We were interested to read this letter. The authors feel that children with community needlestick injuries should be treated the same as healthcare workers. This seems to miss the point of our paper. Hospital needlestick injuries are very different to out-of-hospital needlestick injuries: the blood is generally dry, so therefore less likely to be infectious;1 the injuries are often superficial—again less likely to be infectious;1 and, although the HIV status of the needlestick user is often unknown, the incidence outside of London is very low.
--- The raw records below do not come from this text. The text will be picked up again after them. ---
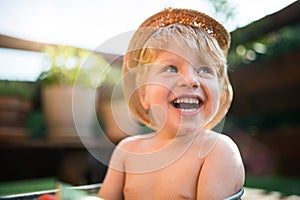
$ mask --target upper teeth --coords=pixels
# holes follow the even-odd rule
[[[175,103],[196,103],[199,104],[199,100],[197,98],[179,98],[174,101]]]

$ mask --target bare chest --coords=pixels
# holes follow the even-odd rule
[[[154,171],[126,173],[125,199],[196,199],[202,160],[185,154]]]

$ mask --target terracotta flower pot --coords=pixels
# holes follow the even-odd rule
[[[71,86],[46,87],[42,91],[47,134],[51,141],[78,142],[79,136],[93,135],[95,90],[76,88],[74,91]]]

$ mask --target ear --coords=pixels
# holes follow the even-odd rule
[[[149,110],[150,109],[150,104],[149,104],[149,101],[148,101],[148,98],[147,98],[147,93],[146,93],[146,87],[145,86],[139,88],[138,96],[139,96],[139,99],[140,99],[140,102],[141,102],[143,108],[145,110]]]

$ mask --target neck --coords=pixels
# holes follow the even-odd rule
[[[205,129],[198,129],[198,130],[186,130],[186,129],[179,129],[179,130],[170,130],[167,128],[163,128],[155,134],[157,139],[165,142],[176,142],[179,143],[186,143],[194,140],[199,134],[204,132]]]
The risk of HIV transmission is estimated to be less than 1:100 000.2 Our study was not designed to show the risk of transmission (which incidentally would need a study of more than 100 000 patients), but showed that only half those offered follow up returned for their appointment. Studies examining needlestick exposure and HIV seroconversion have shown that no children seroconverted despite not receiving HIV post-exposure prophylaxis.3–5 Within this population of children were included those who sustained injuries from areas with a high prevalence of injecting drug use. Zamora and colleagues6 evaluated HIV-1 proviral DNA from 28 discarded syringes of intravenous drug users and found no traces of the virus, concluding that the risk of HIV transmission in that setting was zero.
These children are therefore in a low risk group for transmission of infectious viruses, and together with the low rate of attendance for follow up, it is still reasonable, we feel, to offer follow up to those children who have high risk injuries or in whom parents have a high level of anxiety.